Alternative Measures of Location

A few of the more common alternative location measures are:

Mid-Mean - computes a mean using the data between the 25th and 75th percentiles.

Trimmed Mean - similar to the mid-mean except different percentile values are used. A common choice is to trim 5% of the points in both the lower and upper tails, i.e., calculate the mean for data between the 5th and 95th percentiles.

Winsorized Mean - similar to the trimmed mean. However, instead of trimming the points, they are set to the lowest (or highest) value. For example, all data below the 5th percentile are set equal to the value of the 5th percentile and all data greater than the 95th percentile are set equal to the 95th percentile.

Mid-range = (smallest + largest)/2.

The first three alternative location estimators defined above have the advantage of the median in the sense that they are not unduly affected by extremes in the tails. However, they generate estimates that are closer to the mean for data that are normal (or nearly so).

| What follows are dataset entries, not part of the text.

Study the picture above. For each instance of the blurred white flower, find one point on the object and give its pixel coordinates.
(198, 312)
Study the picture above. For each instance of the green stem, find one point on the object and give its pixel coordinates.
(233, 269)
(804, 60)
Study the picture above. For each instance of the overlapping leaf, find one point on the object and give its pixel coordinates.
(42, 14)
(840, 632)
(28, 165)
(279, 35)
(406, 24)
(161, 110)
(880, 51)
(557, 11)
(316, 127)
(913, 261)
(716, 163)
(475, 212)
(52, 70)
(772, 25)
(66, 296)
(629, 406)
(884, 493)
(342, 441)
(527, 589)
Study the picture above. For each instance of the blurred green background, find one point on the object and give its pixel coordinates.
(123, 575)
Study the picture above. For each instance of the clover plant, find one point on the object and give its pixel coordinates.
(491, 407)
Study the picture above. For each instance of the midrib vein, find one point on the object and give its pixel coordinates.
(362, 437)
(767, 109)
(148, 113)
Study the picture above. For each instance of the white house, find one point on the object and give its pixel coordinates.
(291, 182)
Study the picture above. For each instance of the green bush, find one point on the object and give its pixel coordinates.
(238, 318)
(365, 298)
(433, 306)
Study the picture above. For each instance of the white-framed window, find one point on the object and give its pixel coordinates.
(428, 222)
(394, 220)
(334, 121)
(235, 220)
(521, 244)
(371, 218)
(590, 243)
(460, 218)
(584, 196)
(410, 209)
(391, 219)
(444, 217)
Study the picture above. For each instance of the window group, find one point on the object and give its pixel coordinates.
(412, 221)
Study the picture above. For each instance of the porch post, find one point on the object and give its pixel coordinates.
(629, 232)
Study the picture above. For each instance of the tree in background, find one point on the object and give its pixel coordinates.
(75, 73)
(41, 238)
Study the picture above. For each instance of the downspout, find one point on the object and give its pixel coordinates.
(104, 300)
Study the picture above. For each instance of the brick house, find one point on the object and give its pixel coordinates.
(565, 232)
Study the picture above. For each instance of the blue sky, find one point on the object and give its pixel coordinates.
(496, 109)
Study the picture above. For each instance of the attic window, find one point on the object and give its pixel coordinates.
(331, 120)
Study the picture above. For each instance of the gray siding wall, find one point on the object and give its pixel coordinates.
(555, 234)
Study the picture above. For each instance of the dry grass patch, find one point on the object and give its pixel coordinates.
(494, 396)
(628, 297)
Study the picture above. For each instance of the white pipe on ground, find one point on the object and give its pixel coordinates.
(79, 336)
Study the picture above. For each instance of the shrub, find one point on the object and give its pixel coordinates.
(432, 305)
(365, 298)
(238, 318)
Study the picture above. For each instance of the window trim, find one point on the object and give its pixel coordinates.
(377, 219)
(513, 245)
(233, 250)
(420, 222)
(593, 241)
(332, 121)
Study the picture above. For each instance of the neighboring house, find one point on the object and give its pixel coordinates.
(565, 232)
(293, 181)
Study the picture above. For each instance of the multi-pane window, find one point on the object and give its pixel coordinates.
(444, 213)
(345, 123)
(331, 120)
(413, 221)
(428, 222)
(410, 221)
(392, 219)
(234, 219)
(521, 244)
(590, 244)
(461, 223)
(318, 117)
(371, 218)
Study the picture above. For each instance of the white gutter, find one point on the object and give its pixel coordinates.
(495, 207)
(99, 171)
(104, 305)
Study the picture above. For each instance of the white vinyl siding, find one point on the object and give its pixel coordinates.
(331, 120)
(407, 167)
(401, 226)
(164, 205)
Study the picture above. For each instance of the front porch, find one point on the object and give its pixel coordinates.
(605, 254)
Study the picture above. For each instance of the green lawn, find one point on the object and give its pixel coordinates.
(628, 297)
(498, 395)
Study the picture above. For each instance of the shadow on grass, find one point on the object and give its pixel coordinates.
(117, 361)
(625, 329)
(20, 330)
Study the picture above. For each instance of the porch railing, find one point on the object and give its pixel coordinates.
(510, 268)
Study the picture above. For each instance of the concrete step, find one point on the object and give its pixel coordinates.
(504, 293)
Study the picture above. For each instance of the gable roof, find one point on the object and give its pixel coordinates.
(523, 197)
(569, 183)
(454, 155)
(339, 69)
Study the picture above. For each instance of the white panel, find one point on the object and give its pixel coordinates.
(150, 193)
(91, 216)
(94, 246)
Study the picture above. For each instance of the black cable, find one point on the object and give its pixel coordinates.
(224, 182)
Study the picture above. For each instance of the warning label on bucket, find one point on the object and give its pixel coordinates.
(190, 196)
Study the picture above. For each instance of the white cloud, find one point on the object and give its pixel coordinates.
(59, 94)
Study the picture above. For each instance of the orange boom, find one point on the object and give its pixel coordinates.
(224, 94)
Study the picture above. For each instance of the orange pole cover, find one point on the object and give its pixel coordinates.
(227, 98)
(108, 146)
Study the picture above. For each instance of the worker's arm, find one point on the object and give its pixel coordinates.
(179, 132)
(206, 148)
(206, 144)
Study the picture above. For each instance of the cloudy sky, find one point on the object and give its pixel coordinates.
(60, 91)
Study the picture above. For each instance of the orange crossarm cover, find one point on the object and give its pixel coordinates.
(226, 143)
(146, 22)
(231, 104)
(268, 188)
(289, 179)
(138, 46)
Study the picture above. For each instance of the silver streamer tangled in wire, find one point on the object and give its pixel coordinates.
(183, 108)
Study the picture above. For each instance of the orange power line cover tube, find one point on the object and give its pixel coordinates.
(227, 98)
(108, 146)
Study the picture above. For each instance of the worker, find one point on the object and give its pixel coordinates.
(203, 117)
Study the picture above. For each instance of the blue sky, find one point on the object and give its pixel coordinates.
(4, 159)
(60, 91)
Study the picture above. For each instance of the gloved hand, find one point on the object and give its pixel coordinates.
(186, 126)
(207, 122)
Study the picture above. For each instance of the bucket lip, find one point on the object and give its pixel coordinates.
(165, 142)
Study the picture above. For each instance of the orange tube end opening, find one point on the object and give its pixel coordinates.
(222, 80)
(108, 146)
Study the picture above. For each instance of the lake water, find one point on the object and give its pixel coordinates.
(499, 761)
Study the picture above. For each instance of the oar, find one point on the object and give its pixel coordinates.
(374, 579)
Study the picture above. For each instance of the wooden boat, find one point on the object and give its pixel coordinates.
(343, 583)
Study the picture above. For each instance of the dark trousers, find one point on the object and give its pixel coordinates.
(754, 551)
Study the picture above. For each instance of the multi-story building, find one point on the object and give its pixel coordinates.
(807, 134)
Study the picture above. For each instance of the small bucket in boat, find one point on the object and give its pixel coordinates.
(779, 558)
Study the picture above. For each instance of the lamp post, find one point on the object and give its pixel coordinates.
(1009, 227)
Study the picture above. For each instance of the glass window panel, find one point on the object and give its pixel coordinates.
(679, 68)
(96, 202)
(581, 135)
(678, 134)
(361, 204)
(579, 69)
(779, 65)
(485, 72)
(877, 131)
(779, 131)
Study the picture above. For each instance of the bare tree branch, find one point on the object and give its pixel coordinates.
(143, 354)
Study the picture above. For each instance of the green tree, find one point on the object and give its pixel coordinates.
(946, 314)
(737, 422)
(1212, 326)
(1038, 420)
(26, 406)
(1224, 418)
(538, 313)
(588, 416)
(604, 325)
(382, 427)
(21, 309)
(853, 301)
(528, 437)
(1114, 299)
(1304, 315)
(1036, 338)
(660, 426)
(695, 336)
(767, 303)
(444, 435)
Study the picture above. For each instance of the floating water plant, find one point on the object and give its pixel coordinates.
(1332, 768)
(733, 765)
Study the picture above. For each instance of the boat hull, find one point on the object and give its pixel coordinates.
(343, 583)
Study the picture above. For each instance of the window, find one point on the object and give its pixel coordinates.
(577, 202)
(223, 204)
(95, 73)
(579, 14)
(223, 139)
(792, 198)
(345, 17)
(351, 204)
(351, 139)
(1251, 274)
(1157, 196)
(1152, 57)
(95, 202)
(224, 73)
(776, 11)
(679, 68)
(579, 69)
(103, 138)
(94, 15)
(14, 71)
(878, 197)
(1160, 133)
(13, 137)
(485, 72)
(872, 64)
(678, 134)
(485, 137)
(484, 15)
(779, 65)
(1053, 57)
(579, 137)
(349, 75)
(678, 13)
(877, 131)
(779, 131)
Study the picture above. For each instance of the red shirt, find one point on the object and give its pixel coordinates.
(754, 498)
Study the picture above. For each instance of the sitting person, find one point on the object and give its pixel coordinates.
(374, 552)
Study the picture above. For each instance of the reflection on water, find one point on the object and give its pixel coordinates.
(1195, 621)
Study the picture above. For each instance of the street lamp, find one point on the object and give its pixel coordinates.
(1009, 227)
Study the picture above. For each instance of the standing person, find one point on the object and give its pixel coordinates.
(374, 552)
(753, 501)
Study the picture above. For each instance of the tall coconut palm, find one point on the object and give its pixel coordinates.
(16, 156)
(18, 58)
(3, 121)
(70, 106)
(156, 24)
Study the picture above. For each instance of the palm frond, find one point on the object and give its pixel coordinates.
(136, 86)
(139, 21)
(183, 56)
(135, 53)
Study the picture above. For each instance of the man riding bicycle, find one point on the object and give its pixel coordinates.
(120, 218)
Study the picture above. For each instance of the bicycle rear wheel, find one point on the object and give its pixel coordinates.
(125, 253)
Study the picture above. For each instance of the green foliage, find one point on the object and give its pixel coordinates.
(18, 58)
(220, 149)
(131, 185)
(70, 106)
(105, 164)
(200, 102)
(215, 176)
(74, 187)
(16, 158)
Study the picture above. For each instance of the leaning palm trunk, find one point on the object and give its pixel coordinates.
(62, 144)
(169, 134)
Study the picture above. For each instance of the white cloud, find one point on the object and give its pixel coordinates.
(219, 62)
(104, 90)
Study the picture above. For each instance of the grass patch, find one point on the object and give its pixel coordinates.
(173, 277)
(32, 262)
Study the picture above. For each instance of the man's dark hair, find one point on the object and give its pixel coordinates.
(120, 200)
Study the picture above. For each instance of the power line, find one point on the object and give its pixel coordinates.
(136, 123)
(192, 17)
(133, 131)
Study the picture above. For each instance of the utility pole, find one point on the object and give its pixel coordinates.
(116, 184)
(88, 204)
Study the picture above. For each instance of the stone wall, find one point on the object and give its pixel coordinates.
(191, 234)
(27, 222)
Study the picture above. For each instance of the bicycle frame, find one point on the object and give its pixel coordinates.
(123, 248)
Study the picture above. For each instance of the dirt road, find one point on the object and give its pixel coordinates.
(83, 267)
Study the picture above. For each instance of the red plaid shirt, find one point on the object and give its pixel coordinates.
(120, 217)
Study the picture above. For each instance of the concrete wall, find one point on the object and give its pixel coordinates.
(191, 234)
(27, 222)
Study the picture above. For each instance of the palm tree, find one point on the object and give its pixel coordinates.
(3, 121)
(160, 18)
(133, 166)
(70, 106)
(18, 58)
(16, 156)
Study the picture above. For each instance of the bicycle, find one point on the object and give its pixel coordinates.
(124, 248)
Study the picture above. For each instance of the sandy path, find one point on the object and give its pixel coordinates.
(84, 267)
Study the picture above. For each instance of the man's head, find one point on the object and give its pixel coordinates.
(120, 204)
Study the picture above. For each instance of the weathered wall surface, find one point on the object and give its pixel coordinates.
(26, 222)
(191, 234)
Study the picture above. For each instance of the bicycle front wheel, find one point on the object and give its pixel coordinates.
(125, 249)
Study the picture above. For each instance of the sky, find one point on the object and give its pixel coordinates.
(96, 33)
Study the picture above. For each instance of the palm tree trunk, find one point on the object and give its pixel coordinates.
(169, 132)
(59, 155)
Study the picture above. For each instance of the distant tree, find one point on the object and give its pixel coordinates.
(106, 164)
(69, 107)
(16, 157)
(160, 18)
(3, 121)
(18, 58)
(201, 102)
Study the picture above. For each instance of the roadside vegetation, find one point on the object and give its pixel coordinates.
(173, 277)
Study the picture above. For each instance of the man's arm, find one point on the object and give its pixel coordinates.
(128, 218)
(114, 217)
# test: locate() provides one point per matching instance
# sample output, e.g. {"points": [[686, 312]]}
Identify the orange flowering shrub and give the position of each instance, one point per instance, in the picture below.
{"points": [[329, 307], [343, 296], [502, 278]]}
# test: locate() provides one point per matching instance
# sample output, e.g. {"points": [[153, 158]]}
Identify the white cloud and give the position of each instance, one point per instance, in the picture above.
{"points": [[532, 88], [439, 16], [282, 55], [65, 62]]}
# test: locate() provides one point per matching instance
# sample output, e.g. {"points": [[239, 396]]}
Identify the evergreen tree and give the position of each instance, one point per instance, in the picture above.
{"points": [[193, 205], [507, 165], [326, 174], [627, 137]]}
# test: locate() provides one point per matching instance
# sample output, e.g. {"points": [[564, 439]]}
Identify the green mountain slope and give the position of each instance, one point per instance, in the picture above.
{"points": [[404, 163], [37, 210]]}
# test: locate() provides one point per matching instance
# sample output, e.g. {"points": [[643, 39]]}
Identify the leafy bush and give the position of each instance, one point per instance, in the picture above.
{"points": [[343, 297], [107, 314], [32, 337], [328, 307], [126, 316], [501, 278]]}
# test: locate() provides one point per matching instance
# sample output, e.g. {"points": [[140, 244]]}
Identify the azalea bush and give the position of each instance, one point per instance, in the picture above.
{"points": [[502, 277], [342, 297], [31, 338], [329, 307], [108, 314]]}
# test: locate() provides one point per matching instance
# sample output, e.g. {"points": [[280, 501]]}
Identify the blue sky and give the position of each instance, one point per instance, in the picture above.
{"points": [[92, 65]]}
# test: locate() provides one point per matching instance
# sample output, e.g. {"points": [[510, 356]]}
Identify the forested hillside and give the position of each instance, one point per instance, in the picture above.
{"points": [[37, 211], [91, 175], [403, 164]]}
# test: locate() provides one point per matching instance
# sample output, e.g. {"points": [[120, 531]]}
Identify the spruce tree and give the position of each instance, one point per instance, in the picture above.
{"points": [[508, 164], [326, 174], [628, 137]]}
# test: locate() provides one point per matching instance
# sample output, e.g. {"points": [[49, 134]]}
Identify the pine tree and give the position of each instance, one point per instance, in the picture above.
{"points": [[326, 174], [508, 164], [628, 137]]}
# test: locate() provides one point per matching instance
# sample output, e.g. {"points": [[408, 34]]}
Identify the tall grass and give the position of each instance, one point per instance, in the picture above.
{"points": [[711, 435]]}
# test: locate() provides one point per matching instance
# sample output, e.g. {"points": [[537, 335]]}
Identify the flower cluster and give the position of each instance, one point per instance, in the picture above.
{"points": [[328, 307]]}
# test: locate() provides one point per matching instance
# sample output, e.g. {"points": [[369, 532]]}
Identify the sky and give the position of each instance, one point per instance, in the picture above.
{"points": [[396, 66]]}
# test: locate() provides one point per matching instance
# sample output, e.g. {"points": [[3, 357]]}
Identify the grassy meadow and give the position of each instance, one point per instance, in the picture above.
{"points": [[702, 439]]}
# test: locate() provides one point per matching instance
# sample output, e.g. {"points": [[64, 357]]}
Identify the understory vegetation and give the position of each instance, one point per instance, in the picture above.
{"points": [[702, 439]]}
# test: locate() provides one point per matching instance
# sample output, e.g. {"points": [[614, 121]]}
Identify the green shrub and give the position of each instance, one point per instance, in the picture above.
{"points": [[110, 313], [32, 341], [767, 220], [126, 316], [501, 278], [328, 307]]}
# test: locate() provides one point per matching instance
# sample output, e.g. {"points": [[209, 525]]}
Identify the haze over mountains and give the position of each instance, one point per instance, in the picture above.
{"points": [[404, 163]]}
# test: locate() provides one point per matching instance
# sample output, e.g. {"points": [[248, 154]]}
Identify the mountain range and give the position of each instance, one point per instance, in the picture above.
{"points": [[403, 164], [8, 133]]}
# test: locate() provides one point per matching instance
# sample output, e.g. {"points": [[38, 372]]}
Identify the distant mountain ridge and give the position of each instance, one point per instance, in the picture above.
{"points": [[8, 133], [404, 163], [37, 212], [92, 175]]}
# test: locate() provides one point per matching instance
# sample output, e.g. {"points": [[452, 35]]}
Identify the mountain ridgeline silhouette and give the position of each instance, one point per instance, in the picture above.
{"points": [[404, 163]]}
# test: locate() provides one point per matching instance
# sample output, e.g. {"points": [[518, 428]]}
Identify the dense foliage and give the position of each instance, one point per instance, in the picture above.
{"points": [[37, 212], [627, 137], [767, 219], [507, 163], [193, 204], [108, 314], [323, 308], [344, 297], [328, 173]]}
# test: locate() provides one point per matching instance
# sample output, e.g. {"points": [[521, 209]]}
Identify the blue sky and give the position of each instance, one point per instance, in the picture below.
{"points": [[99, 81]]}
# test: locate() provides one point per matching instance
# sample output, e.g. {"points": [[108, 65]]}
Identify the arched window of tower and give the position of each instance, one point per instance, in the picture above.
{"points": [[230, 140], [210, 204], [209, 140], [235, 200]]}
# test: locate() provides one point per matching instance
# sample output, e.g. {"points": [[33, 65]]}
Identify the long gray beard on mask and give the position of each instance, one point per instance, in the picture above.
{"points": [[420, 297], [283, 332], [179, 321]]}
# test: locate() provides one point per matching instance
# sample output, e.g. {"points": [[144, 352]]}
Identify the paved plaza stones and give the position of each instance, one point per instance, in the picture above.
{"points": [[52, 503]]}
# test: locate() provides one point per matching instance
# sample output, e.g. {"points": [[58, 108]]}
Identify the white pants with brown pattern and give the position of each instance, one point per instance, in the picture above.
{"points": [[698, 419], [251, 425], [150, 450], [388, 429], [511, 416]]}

The mid-range, since it is based on the two most extreme points, is not robust. Its use is typically restricted to situations in which the behavior at the extreme points is relevant.

Case Study

The uniform random numbers case study compares the performance of several different location estimators for a particular non-normal distribution.

Software

Most general purpose statistical software programs can compute at least some of the measures of location discussed above.